1977 Hong Kong film by Ma Wu

The Flash Legs (Chinese title: 太極八蛟; Cantonese: Tài Gìk Baat Bo. "The Ultimate Eight Feet"), also released as Shaolin Deadly Kicks, is a 1977 Hong Kong martial arts action film directed by Ma Wu and starring Tao-liang Tan and Lo Lieh. The film was later remade as Breathing Fire, with Tao-liang Tan serving as writer and executive producer under the pseudonym of Delon Tanners.

==Plot==
A robbery gang known as the Eight Dragons infiltrates a residence to steal a treasure map. Upon its retrieval, when the gang is about to make a getaway, the lights suddenly flick on. They are attacked by the owner of the house (the map is presumably his). The owners of the house are quickly disposed of, and the Dragons make off into the night with the map.

Because of the robbery not being executed as smoothly as planned, the Eight Dragons grow paranoid over seeking the treasure divulged in the map, and decide to hold off until the heat blows over. They divide the map into eight pieces and promise to reunite in three years to collect their fortune.

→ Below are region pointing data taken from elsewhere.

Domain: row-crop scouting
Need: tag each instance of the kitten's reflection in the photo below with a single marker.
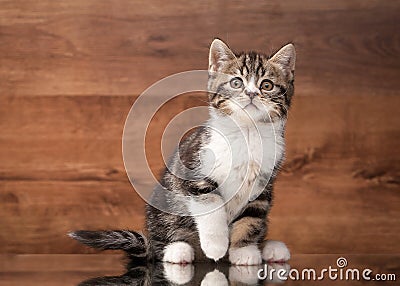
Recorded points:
(189, 274)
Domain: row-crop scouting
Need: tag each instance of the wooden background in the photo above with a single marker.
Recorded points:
(70, 71)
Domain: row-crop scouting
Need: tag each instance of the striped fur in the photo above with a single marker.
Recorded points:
(249, 95)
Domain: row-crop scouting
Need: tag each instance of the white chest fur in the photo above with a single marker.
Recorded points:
(236, 156)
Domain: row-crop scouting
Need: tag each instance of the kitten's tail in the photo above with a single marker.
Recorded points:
(133, 243)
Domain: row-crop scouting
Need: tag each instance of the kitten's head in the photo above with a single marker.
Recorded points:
(251, 85)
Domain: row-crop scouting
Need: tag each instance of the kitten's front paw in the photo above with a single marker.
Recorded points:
(275, 251)
(215, 246)
(248, 255)
(178, 252)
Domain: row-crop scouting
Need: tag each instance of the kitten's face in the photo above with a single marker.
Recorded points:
(251, 85)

Not long after the temporary break-up, one of the Dragons (Husky) is arrested in an unrelated robbery as an attempt to cover his extensive tab at a brothel. In jail, he meets Fong Yee (Tao-liang Tan), and together they plan to escape. Another prisoner pickpockets a guard, gets the key, and lets them go.

Soon after their escape, Husky discovers that Yee is an undercover cop going after the Eight Dragons to recover the map. Yee demands the map pieces from Husky and a second member of the Dragons. After they refuse, a fight ensues and Yee's partner is badly injured and later killed. After killing Husky and his co-conspirator in response, Yee recovers two pieces of the map.

One by one, Yee confronts each of the Eight Dragons by posing as a waiter and an art dealer. For the most part, he demands their map pieces and either that they surrender or remain free to live their lives, as he prefers peaceful resolutions. One of the bandits has a sick son and a blind mother. Sadly, the bandits' greed for the treasure results in a fight to the death for a member's piece of the map. Yee is captured by one of the bandits but escapes without the map pieces. He returns the next day, disposes of his captors and recovers his pieces. Unfortunately, he is severely injured in the process.

With a knife embedded in his back, Yee stumbles into the woods until he passes out. He wakes up in the house of a girl named Jade (Doris Lung) whom he previously saved from being assaulted. She nurses him back to health. The recovery process proves slow; Yee not only needs to mend his body, but also regain his kung-fu prowess. Unbeknownst to the two, Jade's father (Wong Hap), who assists in Yee's recovery, is the head of the Eight Dragons, and a final showdown between him and Yee is inevitable. Initially, he figures out who Yee is and contemplates killing him, but after seeing that his daughter is in love with Yee, begins to rethink his role in the treasure hunt. The second in command of the Eight Dragons, Lo Lieh, arrives as the reunion is close, and insists that they kill Yee before he arrests them. The chief says he is dropping out of the operation, refuses to kill Yee and offers his part of the map to be left alone. Despite this, Lieh kills him and takes the piece. Yee and Jade hunt down Lieh to retrieve the map and avenge her father's murder.

==Cast==
- Tao-liang Tan as Fong Yee
- Lo Lieh as Scarred Dragon, member of The Eight Dragons
- Wong Hap as Chief Dragon
- Doris Lung as Jade
- Kam Kong as Chang Fang
- Lo Dik as Doctor, leader of The Eight Dragons
- Tsai Hung as White eyebrows, member of The Eight Dragons
- Ouyang Sha-fei as Chang Fang's mother
- Lung Fei as member of The Eight Dragons
- Tsang Chiu as Chun-Wei

==Music==
The film's music was composed by Fu Liang Chou under the name of Chow Fook-Leung. Pieces of John Barry's 1974 score to The Man with the Golden Gun can be heard throughout the film.